The village has two nurseries and Glen Hill Primary School, which was once split into two campuses: one based at Cork Lane and the other on Featherby Drive. It was decided that they would be combined on the Featherby site, and Cork Lane's was sold off for housing development.

The village had a young offenders' institute, HMYOI Glen Parva. Although this fell within the boundaries of Glen Parva in Blaby district it was separated from the main village by the Birmingham to Peterborough Railway Line. It could only be accessed from Tigers Road South Wigston in the borough of Oadby and Wigston. The Knightsbridge Road estate was built as accommodation for the prison officers working at HMYOI Glen Parva. The prison closed in June 2017, following an announcement at the end of 2016 that it would be replaced with a newly built category C adult prison. It has since been demolished and a new prison, HMP Fosse Way, was opened on the site in 2023. The Knightsbridge Road estate now has nothing to do with the prison and the houses are all privately owned.

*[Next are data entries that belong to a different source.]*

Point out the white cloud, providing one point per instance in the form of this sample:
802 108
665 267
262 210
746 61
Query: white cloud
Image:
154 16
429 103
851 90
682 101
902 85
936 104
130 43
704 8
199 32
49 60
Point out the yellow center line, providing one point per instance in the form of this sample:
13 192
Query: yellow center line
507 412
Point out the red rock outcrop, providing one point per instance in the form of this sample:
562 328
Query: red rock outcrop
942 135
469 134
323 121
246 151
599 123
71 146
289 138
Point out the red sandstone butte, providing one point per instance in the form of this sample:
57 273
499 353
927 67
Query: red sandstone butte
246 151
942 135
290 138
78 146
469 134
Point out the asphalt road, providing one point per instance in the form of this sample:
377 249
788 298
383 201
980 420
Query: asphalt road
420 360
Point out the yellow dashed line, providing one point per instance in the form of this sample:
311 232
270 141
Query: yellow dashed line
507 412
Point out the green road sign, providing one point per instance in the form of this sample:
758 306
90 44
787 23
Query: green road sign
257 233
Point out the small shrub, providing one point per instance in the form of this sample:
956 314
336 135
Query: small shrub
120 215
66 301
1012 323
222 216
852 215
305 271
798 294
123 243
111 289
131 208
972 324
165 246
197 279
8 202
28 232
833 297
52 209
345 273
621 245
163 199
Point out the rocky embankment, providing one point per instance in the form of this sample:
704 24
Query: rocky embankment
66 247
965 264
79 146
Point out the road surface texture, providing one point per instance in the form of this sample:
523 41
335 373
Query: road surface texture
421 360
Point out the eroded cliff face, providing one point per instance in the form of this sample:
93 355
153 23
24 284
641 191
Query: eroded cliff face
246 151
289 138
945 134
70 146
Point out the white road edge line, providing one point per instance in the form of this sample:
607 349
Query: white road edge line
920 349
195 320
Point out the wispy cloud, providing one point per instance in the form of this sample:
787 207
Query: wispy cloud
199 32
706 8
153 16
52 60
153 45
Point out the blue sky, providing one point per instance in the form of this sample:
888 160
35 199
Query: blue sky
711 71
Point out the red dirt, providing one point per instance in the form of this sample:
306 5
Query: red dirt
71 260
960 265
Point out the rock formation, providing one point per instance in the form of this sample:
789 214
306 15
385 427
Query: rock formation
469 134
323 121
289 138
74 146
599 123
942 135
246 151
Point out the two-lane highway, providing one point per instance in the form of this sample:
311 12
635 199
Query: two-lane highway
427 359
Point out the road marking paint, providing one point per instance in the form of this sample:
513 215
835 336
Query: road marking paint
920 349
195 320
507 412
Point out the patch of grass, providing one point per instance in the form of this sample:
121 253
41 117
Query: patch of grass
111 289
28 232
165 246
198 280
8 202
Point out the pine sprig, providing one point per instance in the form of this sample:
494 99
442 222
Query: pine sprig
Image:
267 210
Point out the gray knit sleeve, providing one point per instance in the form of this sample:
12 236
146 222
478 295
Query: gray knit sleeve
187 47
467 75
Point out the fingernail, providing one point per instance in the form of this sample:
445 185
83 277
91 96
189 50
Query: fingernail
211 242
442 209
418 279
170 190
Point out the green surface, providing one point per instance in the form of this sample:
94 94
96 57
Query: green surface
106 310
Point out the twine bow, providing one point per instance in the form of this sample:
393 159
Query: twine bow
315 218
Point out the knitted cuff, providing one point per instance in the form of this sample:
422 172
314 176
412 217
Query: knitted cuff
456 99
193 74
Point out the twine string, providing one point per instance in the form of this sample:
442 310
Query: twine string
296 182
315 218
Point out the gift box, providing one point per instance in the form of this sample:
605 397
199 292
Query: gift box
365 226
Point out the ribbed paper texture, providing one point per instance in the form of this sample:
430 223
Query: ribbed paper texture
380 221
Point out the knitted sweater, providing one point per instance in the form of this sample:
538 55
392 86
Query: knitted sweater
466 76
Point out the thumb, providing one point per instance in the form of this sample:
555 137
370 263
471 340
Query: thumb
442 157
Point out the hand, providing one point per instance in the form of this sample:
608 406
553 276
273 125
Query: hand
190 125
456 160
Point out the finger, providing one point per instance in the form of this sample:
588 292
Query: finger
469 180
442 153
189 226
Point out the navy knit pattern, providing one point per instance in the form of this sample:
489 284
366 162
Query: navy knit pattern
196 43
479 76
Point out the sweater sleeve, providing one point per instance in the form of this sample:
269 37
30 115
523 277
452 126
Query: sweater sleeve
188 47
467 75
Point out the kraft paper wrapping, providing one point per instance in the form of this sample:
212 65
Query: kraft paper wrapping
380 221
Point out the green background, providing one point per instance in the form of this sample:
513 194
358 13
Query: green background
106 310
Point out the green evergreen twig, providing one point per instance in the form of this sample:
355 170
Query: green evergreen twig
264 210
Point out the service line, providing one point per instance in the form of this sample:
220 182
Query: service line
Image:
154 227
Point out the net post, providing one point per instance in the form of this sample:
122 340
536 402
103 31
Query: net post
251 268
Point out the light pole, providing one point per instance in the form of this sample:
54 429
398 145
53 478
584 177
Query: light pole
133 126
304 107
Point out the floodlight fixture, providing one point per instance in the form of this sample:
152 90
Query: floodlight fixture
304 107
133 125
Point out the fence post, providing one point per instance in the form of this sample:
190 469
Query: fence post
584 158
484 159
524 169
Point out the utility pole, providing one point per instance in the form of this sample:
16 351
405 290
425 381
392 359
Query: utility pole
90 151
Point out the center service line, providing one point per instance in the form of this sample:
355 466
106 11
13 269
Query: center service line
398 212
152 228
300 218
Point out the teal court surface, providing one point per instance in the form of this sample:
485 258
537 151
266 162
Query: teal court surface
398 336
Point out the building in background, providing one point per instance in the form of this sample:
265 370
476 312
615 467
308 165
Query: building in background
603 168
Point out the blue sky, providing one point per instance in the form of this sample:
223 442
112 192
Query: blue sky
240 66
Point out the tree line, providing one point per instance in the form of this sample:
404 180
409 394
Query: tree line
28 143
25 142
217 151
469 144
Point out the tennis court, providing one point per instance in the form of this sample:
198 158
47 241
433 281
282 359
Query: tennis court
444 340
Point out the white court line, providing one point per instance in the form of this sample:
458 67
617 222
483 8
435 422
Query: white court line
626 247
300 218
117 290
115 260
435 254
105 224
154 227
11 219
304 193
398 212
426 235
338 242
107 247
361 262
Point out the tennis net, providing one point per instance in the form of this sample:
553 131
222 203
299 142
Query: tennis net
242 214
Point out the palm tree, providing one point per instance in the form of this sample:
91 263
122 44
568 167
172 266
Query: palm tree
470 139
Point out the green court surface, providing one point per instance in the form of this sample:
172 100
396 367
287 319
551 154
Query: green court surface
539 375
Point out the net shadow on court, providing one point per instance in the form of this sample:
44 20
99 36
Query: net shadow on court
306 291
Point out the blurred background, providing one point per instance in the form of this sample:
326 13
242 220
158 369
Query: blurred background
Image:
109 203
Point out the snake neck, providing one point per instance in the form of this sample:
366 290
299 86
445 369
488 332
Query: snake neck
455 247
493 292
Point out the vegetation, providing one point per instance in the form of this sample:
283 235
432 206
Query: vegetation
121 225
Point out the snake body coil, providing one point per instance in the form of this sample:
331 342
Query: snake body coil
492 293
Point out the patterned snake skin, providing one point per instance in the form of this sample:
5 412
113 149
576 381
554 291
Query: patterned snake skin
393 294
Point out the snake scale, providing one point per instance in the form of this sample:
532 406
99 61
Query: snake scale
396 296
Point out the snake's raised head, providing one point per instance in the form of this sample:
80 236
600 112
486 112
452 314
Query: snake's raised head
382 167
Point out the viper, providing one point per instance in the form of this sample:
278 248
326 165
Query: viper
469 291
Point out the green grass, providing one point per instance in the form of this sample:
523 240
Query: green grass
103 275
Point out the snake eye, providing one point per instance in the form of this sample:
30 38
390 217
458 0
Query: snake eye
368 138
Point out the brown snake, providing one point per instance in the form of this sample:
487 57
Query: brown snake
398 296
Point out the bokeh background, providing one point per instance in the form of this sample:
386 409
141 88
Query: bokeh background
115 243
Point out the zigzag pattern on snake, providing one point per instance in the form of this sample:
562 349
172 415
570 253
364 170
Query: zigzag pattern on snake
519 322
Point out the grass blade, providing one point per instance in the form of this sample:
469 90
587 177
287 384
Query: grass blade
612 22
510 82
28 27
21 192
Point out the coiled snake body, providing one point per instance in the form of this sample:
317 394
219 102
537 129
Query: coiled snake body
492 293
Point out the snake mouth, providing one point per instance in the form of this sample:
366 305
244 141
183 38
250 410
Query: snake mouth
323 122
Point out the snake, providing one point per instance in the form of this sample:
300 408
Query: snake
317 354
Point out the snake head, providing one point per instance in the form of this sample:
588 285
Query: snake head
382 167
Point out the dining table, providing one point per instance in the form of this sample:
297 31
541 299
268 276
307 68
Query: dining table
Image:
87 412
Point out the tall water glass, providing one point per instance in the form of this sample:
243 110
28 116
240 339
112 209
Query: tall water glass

There is still a footbridge over the railway which can be accessed via an overgrown footpath behind the houses at the end of Knightsbridge Road. This bridge was used to access the young offenders institute from the estate but it is no longer in use and has a locked security gate halfway across preventing access to the prison's perimeter fence.

Eyres Monsell contains two primary schools, Eyres Monsell Primary School and Rollsten Primary School. The pork pie library was once a part of the old Eyres Monsell ward. It is now a part of the Saffron ward in the city of Leicester, along with Saffron Road and all the roads leading down to Wigston Magna.

==Landmarks==
The Grand Union Canal and the River Sence both pass to the south of the village. To the west is the River Soar. The Great Central Railway used to pass through Glen Parva. The route has now been made into a paved Shared path, being part of the National Cycle Network - route 6 which leads directly into Leicester's city centre, which is popular for walking and cycling and is used by horse riders.

Glen Parva Local Nature Reserve is east of the village.

==Well-known residents==
- Robert Cruickshank - World War One Victoria Cross winner lived for many years in Glen Parva until his death.
- Tom Ford - Snooker player was born in Glen Parva.
- Jonathan Morgan - Semi professional association football player and later Leicester City W.F.C. manager resides in the village.
- Sue Townsend - Author who wrote the Adrian Mole books grew up in Glen Parva. It is speculated that many of the locations and characters in her books were based on local places and people.